The Kolab Weekly

Welcome back to the Kolab weekly. In these weeklies, I summarize what’s been happening in the Kolab universe 😉

Product Ownership

I’m pleased to announce we have an official product owner: me. More on this later, but …

This means that I’m in charge of understanding what the needs are for feature requests that come in, and outline the overall strategy for the product as a whole, in pursuit of our vision for Kolab.

I do not do many of the things associated with my new role alone or by myself though, as we have both limited resources and we have experts on subject matters not my expertise.

See the Architecture & Design workboard for things under consideration (“Inception”) and things being worked on (“Elaboration”), topics undergoing actual contribution and development (“Construction”) and the stage where Architecture & Design has its minimal engagement (“Transition”, a stage in the process that involves tweaking delivery, real world deployment scenarios, etc.).

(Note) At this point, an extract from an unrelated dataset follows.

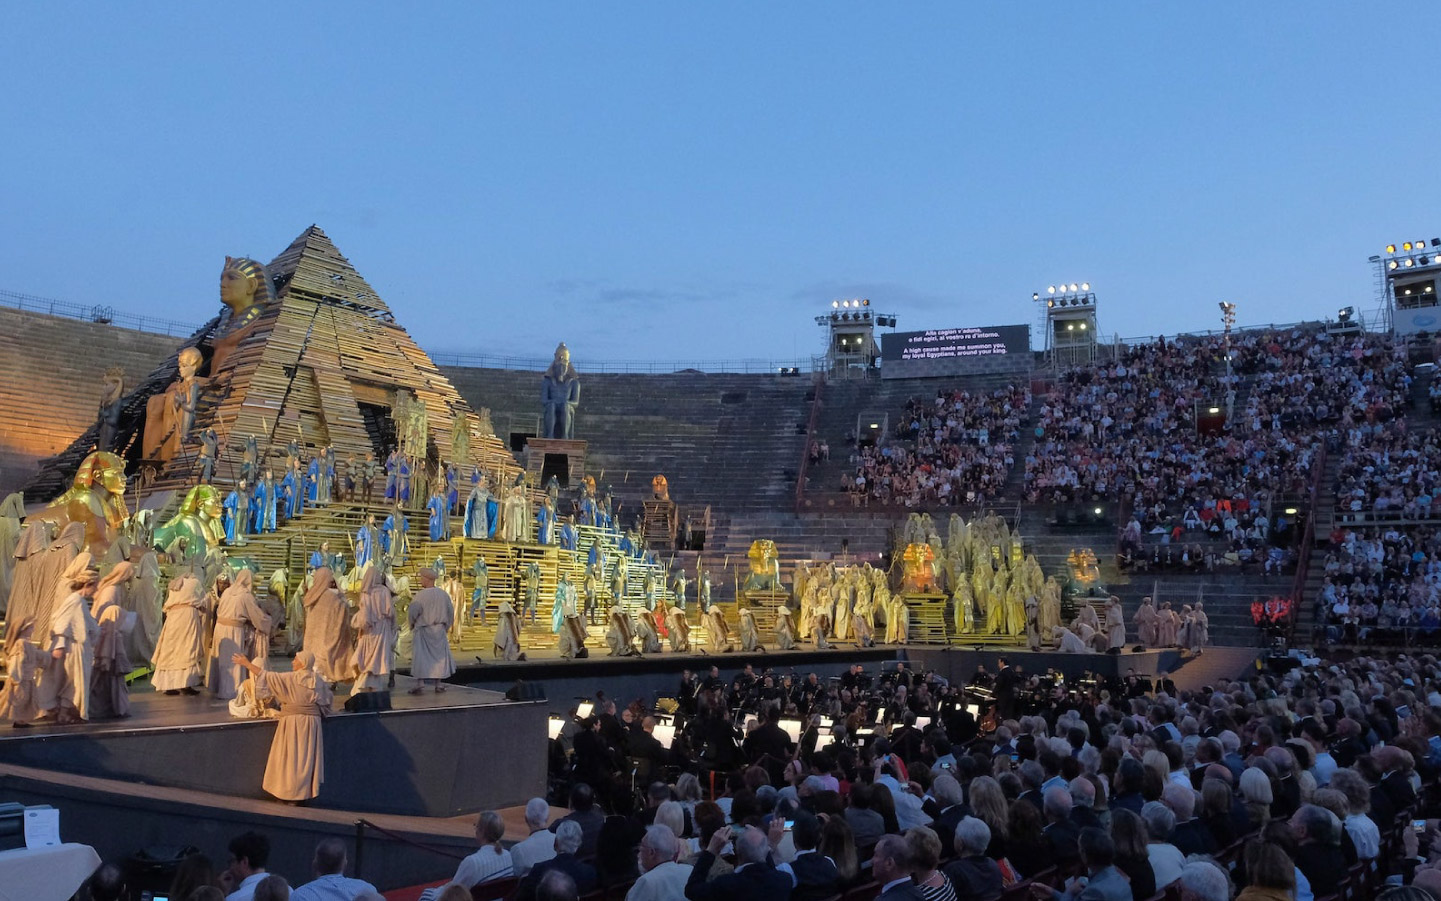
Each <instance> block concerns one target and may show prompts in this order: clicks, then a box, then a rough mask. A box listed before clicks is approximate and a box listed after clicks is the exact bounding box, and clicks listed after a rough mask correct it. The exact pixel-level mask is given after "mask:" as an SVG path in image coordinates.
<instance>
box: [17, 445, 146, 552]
mask: <svg viewBox="0 0 1441 901" xmlns="http://www.w3.org/2000/svg"><path fill="white" fill-rule="evenodd" d="M128 516H130V512H128V510H127V509H125V461H124V460H121V458H120V457H117V456H115V454H111V453H108V451H94V453H92V454H89V456H88V457H85V460H84V461H82V463H81V469H79V470H78V471H76V473H75V479H73V480H72V483H71V487H69V490H66V492H65V493H63V494H61V496H59V497H56V499H55V500H52V502H50V505H49V506H48V507H46V509H45V510H42V512H39V513H36V515H35V519H37V520H46V522H53V523H56V525H59V526H65V525H66V523H72V522H79V523H84V525H85V548H86V549H88V551H89V552H91V554H92V555H95V556H97V558H99V556H102V555H104V554H105V551H108V549H110V543H111V542H112V541H114V539H115V538H117V535H120V529H121V526H124V525H125V520H127V519H128Z"/></svg>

Again, more on why it’s called “Architecture & Design” later on.

ClamAV Now Starts

A default Kolab installation may have found ClamAV didn’t start, but the known workaround is now included with PyKolab’s setup-kolab, so no-one needs to worry about the workaround any longer.

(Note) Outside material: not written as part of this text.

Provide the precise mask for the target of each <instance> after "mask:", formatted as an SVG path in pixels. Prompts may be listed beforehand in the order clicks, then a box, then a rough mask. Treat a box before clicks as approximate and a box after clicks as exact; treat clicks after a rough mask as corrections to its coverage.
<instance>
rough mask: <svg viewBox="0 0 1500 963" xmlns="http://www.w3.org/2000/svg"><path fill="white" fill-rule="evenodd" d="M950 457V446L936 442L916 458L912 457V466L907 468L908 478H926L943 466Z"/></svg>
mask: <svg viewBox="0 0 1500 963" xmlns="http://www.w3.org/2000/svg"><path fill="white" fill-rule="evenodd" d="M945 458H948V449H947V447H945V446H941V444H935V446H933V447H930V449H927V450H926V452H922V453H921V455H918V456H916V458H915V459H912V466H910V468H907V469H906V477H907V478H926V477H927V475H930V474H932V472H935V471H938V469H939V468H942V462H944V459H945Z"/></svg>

This still doesn’t exonerate us from the principle of fixing it at the origin, upstream, the EPEL 7 package for ClamAV, but the code executed here runs a check to determine (best it can) whether the systemd unit file clamd@.service would work, or would not.

SELinux MUST not be Enforcing

Another setup-kolab enhancement, for a very liberal definition of the word enhancement, causes the setup to bail out very early if SELinux is currently enforcing or the configuration for SELinux is found to return to enforcing upon a system restart.

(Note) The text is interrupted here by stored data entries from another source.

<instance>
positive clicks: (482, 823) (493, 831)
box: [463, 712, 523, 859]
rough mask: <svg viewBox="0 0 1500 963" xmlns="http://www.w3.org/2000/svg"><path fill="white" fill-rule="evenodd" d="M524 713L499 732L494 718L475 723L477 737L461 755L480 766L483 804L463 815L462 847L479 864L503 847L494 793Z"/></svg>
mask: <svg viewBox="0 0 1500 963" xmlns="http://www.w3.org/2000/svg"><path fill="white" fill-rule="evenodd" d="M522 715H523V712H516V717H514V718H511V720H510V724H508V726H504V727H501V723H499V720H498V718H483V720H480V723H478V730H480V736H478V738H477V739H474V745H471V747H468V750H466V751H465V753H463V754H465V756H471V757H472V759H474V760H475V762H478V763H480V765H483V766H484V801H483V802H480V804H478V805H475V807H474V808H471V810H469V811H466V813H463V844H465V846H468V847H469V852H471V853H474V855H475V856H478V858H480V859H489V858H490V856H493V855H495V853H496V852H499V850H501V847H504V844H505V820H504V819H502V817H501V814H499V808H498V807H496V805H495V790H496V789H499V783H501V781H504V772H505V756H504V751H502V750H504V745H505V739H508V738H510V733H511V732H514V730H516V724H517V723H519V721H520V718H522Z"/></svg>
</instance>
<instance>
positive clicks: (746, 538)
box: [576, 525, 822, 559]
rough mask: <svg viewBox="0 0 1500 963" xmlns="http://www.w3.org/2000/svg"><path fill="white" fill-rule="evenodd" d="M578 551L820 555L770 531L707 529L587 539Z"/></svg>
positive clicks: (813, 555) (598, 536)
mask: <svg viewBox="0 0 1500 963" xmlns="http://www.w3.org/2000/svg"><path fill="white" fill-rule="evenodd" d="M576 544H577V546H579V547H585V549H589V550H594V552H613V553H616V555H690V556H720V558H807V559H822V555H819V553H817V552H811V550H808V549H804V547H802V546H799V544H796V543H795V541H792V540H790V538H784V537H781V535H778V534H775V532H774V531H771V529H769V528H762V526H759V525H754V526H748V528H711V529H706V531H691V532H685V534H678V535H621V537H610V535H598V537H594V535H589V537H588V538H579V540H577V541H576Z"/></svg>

This too does not exonerate us from the responsibility of writing the necessary SELinux policies. This has been worked on by yours sincerely in the past, and just needs to be completed. More on this later.

We Have a Sprint

The 201609 sprint can be called an actual sprint, since the sprint’s backlog is just a tiny little bit too long — and I’ll be making it slightly longer even, over the course of the weekend, and than work my ass off ever so slightly much harder over the course of the sprint. I plan on an excellent retrospective as well as some genuine progress by next Friday.

It’s also a genuine sprint in that we’ve not compromised the team’s velocity with interruptions.

We’ve Let Winterfell Eat Babies

Driving technology forward is never a road without bumps, sometimes severe bumps, and last week we’ve found that Winterfell is indeed broken. The fixes for it are now a part of the 201609 sprint, so expect Winterfell to return to normal for at least as far as Guam and PyKolab IMAP usage is concerned. Did I mention we do things properly or not at all? The current workaround is to make PyKolab use port 9993 on localhost rather than regular IMAPS on port 993, but this is not valid for distributed environments.